# Service Summary & Clustering

This notebook, shows two main pre-processing activities that are performed on the data:
1. **Service Summary**: This is a summary of all feedbacks per service, few aggregative statistics are calculated for each service.
2. **Service Clustering**: Using the embeddings of the normalized feedbacks, we cluster the services into different groups.

## Required packages

In [None]:
#r "nuget: System.Text.Json"
#r "nuget: Microsoft.ML"
#r "nuget: Azure.AI.OpenAI, 1.0.0-beta.12"
#r "nuget: DotNetEnv, 2.5.0"

In [None]:
using Microsoft.ML;
using Microsoft.ML.Data;
using System.Text.Json;
using System.IO;
using System.Text.Json.Serialization;
using System.Linq;
using Azure; 
using Azure.AI.OpenAI;
using DotNetEnv;

## Loading required types

In [None]:
// loading the csv feedback record class
# load "./FeedbackRecord.cs"
# load "./ServiceCluster.cs"

## OpenAI Client

Creating an AI client to interact with the OpenAI API.

In [None]:

static string _configurationFile = @"../../configuration/.env";
Env.Load(_configurationFile);

string oAiApiKey = Environment.GetEnvironmentVariable("AOAI_APIKEY") ?? "AOAI_APIKEY not found";
string oAiEndpoint = Environment.GetEnvironmentVariable("AOAI_ENDPOINT") ?? "AOAI_ENDPOINT not found";
string chatCompletionDeploymentName = Environment.GetEnvironmentVariable("CHATCOMPLETION_DEPLOYMENTNAME") ?? "CHATCOMPLETION_DEPLOYMENTNAME not found";
string embeddingDeploymentName = Environment.GetEnvironmentVariable("EMBEDDING_DEPLOYMENTNAME") ?? "EMBEDDING_DEPLOYMENTNAME not found";
string dataRoot = Environment.GetEnvironmentVariable("DB_ROOT_FOLDER") ?? "DB_ROOT_FOLDER not found";

AzureKeyCredential azureKeyCredential = new AzureKeyCredential(oAiApiKey);
OpenAIClient openAIClient = new OpenAIClient(new Uri(oAiEndpoint), azureKeyCredential);

Console.WriteLine($"OpenAI Client created: {oAiEndpoint} with: {chatCompletionDeploymentName} and {embeddingDeploymentName} deployments");

## CallOpenAI

Helper method to call the open ai chat completion API. It is set to return `json` objects.
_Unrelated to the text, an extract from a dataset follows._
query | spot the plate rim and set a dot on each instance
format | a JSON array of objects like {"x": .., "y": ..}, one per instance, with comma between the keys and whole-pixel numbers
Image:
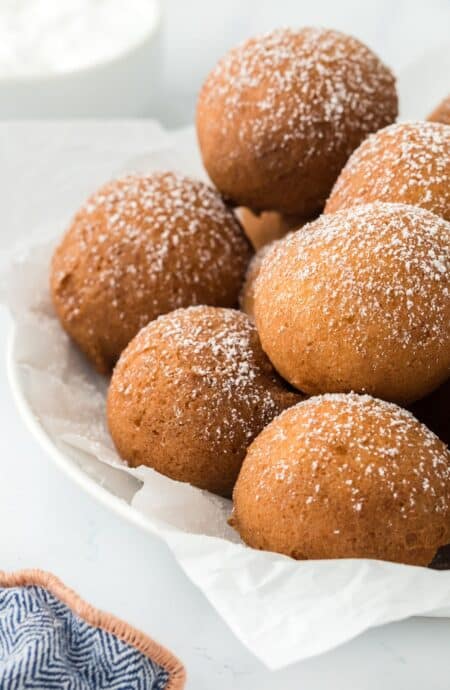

In this notebook, it is used to provide insights into the each cluster.

In [None]:
async Task<string> CallOpenAI(string prompt, string systemMessage, bool JasonResponse = true)
{
    // Create ChatCompletionsOptions and set up the system and user messages
    ChatCompletionsOptions options = new ChatCompletionsOptions();
    
    // Add system message
    options.Messages.Add(new ChatRequestSystemMessage(systemMessage));
    
    // Add user message (the prompt generated from feedback)
    options.Messages.Add(new ChatRequestUserMessage(prompt));

    // Configure request properties
    options.MaxTokens = 4096;
    options.Temperature = 0.7f;
    options.NucleusSamplingFactor = 0.95f;
    options.FrequencyPenalty = 0.0f;
    options.PresencePenalty = 0.0f;
    // options.StopSequences.Add("\n"); 
    options.DeploymentName = chatCompletionDeploymentName;
    if (JasonResponse) options.ResponseFormat = ChatCompletionsResponseFormat.JsonObject;

    // Make the API request to get the chat completions
    Response<ChatCompletions> response = await openAIClient.GetChatCompletionsAsync(options);

    // Extract and return the first response from the choices
    ChatCompletions completions = response.Value;
    if (completions.Choices.Count > 0)
    {
        return completions.Choices[0].Message.Content;
    }
    else
    {
        return "No response generated.";
    }
}

## Loading the right data segment

As we have three service types as part of the data, we will load the data for each service type and perform the pre-processing activities.

In [None]:
var servicename = "fabric"; // "aks"  or "cosmosdb" or "fabric" or "adf"
var jsonFilePath = $"{dataRoot}/{servicename}.json";
var jsonString = File.ReadAllText(jsonFilePath);
var feedbackRecords = JsonSerializer.Deserialize<List<FeedbackRecord>>(jsonString);
// Print number of feedback records
Console.WriteLine($"Number of feedback records for {servicename}: {feedbackRecords.Count}");

## performing clustering on the data

Yes, your understanding is correct. Here's a breakdown of what this code does:

1. **Data Preparation:**
   - The code creates an `embeddingData` list by mapping the embeddings of the feedback records into `EmbeddingData` objects.
   - The `embeddingData` is then converted into a `dataView`, which is required by ML.NET for processing.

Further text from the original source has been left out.